A number of trials have shown extra milk yield during June to September, of one to two litres/head/day, for pasture with clover. This is likely caused by a number of factors:

  • DM intake is increased by about  10 %
  • 'D' value and protein of white clover is much higher than perennial ryegrass.

Typical range in grazing pasture: 

White clover               75-82%  'D' 27% Protein

Perennial Ryegrass    65-75%  'D' 17% Protein

  • The mineral profile of white clover differs from Perennial Ryegrass, with higher levels of calcium, magnesium, phosphorous, copper and selenium
  • White clover growth boosts sward yields and palatability in the mid season, when grass growth both slows and loses palatability
  • In a number of trials, including our own mixture trials, DM yield of identical blends of grass increased by 1-2 tonnes per hectare over a full season, when white clover was included in the mixtures.

Pointers for success:

Select the best performing varieties from the Recommended Grass and Clover List. Medium and larger leaved varieties are most successful due to their competitive growth in high performance grass.
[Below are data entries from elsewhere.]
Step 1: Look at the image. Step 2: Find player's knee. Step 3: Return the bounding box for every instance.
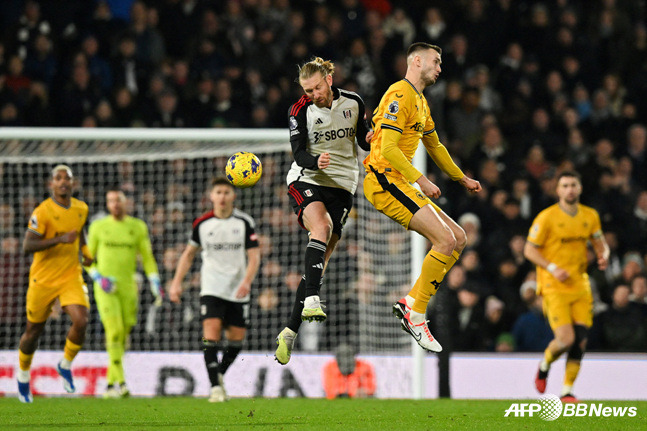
[311,222,332,243]
[454,225,467,252]
[435,226,456,254]
[72,314,88,330]
[557,333,575,350]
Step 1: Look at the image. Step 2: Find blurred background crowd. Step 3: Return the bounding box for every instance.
[0,0,646,353]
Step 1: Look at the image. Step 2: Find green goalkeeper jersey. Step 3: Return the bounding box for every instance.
[87,215,159,285]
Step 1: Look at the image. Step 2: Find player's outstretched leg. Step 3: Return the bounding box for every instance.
[301,238,327,322]
[275,327,298,365]
[401,311,442,352]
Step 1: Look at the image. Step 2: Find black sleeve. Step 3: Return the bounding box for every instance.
[346,92,370,151]
[355,100,371,151]
[243,218,259,249]
[288,103,319,170]
[191,221,201,246]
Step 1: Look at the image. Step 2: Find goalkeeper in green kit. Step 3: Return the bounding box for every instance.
[86,187,162,398]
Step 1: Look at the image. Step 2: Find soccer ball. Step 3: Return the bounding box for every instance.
[225,152,262,188]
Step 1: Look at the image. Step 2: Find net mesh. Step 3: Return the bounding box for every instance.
[0,131,411,354]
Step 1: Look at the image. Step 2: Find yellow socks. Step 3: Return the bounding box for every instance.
[19,350,34,372]
[564,360,581,386]
[63,338,82,363]
[411,249,452,313]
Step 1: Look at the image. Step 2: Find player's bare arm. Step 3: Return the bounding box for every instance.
[23,229,78,253]
[591,231,610,271]
[235,246,261,299]
[523,241,570,282]
[169,244,199,304]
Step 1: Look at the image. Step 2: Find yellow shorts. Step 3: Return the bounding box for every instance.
[26,280,89,323]
[363,167,441,229]
[542,287,593,331]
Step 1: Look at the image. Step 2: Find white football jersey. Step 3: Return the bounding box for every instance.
[189,209,258,302]
[286,87,370,194]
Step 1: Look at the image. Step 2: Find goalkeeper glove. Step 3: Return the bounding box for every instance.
[148,274,163,303]
[89,269,115,293]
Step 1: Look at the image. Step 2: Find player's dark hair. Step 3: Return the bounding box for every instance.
[298,57,335,82]
[106,185,123,194]
[556,170,581,183]
[407,42,442,58]
[212,177,235,190]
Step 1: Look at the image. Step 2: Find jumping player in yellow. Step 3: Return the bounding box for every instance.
[17,165,93,403]
[524,171,609,403]
[364,42,481,352]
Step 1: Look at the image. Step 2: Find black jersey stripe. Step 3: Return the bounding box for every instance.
[369,165,422,215]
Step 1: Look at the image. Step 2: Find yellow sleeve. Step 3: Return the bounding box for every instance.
[381,128,423,183]
[421,130,464,181]
[527,210,550,246]
[589,209,603,238]
[27,204,48,236]
[138,221,159,277]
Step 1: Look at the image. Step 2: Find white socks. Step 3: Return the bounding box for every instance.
[539,360,550,372]
[409,310,426,325]
[405,295,415,309]
[17,369,30,383]
[59,358,72,370]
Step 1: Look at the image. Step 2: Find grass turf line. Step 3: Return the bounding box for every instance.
[0,398,645,430]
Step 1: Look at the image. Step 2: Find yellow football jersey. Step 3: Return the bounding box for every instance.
[527,203,602,294]
[364,79,435,179]
[27,197,88,287]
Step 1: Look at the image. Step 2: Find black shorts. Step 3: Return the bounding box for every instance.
[287,181,353,238]
[199,295,249,328]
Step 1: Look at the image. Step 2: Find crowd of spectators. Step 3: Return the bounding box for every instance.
[1,0,647,353]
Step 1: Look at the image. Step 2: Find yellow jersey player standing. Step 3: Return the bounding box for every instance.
[524,171,609,403]
[17,165,93,403]
[364,42,481,352]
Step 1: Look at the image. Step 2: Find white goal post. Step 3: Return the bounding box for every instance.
[0,127,427,398]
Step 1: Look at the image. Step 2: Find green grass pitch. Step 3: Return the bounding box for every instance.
[1,397,645,430]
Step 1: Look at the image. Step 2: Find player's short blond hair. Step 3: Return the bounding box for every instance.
[298,57,335,82]
[51,164,73,178]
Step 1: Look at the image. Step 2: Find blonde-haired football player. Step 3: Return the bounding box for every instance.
[364,42,481,352]
[17,165,93,403]
[525,171,609,403]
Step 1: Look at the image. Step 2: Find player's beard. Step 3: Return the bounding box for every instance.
[422,71,437,87]
[564,196,579,205]
[314,89,333,108]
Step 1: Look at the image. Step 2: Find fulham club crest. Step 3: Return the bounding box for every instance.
[343,109,352,119]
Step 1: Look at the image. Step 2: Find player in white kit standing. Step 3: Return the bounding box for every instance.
[170,178,260,402]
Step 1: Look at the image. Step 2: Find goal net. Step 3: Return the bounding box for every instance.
[0,128,411,355]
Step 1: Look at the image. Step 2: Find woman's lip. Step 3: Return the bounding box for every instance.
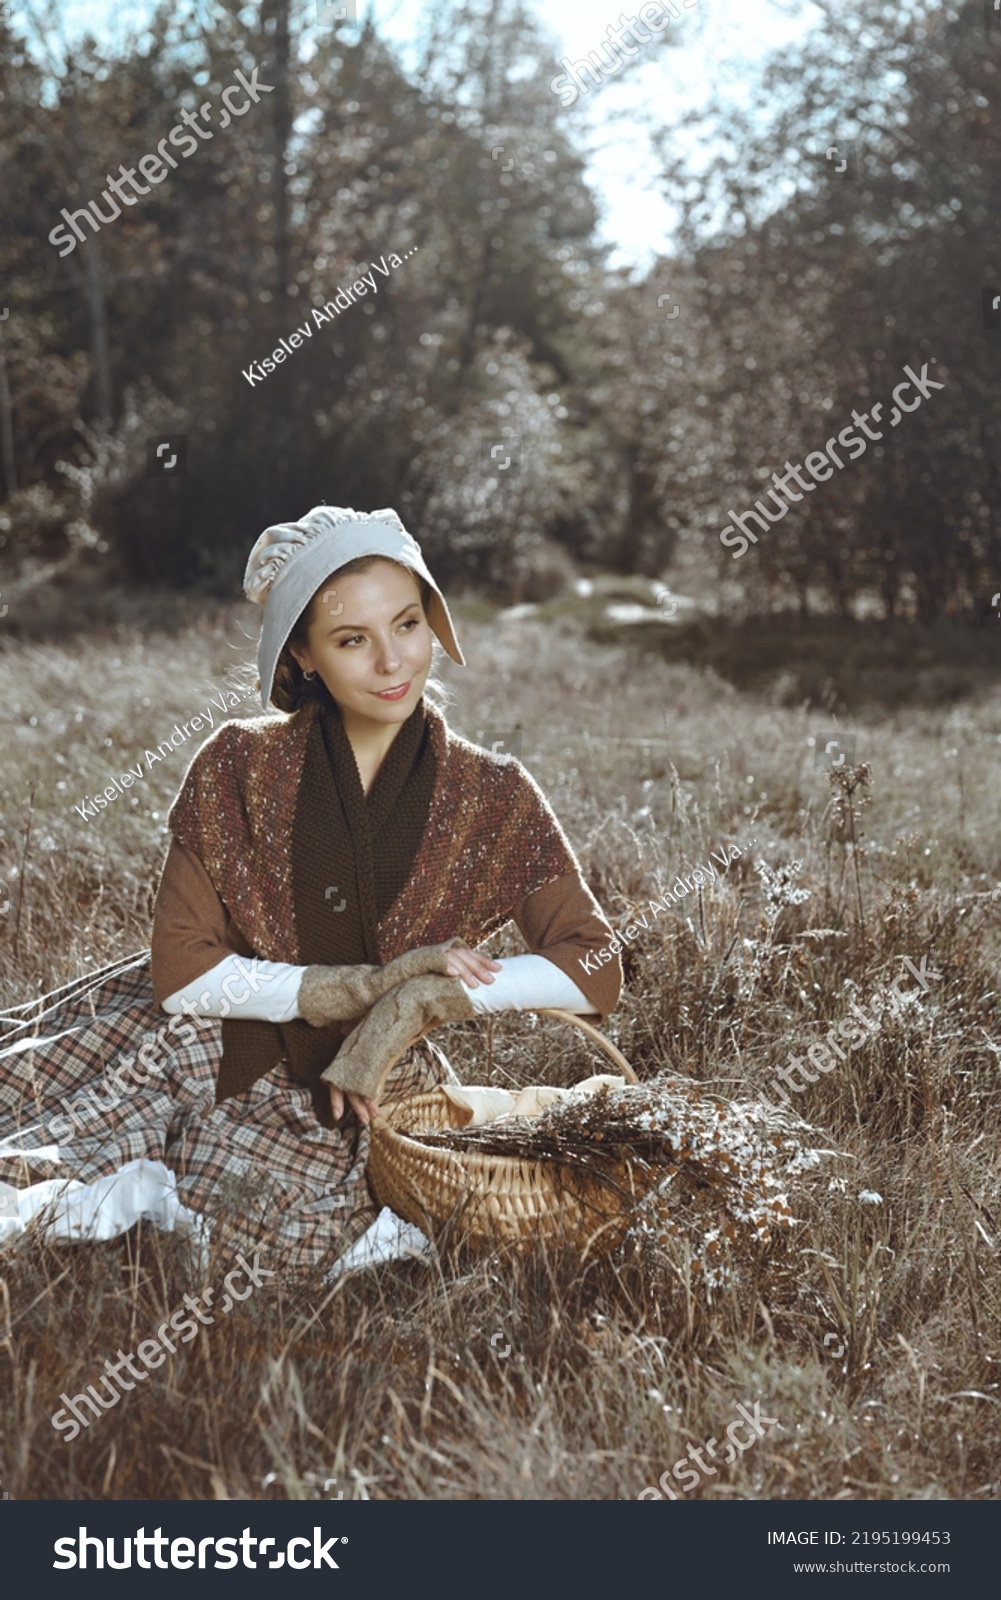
[373,682,411,700]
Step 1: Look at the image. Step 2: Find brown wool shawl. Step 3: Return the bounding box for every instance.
[167,695,578,1107]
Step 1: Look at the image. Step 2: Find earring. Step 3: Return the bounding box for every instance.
[302,669,316,681]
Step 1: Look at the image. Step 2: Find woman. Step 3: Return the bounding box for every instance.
[0,506,622,1275]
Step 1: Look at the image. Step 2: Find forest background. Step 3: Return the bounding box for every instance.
[1,0,1000,632]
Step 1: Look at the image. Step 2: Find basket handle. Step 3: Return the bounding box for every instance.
[384,1007,639,1094]
[534,1009,639,1084]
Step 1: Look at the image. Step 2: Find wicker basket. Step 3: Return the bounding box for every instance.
[367,1008,650,1259]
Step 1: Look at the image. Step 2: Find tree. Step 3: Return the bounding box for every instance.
[650,0,1001,620]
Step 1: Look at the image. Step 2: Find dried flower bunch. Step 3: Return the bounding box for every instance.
[411,1076,827,1287]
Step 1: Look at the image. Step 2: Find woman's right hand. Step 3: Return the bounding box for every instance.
[443,945,502,989]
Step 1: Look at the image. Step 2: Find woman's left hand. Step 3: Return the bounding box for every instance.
[328,1084,380,1127]
[443,946,502,989]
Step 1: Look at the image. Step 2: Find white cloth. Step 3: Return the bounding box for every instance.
[325,1206,430,1279]
[442,1074,627,1127]
[161,952,595,1025]
[0,1158,209,1270]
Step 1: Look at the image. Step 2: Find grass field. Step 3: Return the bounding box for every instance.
[1,599,999,1501]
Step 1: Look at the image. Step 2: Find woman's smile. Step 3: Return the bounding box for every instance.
[288,561,434,745]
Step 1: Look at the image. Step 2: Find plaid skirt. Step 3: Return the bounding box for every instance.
[0,953,454,1277]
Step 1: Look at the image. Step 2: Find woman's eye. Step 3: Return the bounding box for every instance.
[337,617,419,646]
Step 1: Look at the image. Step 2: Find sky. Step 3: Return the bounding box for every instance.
[16,0,818,270]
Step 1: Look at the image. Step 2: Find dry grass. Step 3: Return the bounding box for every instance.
[1,601,999,1502]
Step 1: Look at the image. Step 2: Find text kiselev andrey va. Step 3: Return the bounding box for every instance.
[241,249,418,387]
[579,837,757,975]
[72,686,254,822]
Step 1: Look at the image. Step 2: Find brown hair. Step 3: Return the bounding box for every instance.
[269,555,444,715]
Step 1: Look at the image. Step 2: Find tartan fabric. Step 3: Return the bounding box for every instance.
[0,954,454,1277]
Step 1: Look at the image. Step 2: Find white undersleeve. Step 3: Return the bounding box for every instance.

  • Sow 2.5-3.0kg/ha of clover seed – less in spring when clover establishes much better
  • Sow seed at no more than 10-15mm
  • Sow by the end of August. This allows plants to develop before the first frost and, more importantly, time to use a good clover safe herbicide before field conditions limit access with sprayers
  • Graze tight before winter
  • Weed Control – there are herbicides available which are safe to use in establishing white clover leys, but they must be used in the early establishment phase, normally within six weeks of sowing when the weed seedlings are at a vulnerable stage. This means establishment management can be an issue. They need to be used under certain conditions which can be supplied by a BASIS qualified agronomist.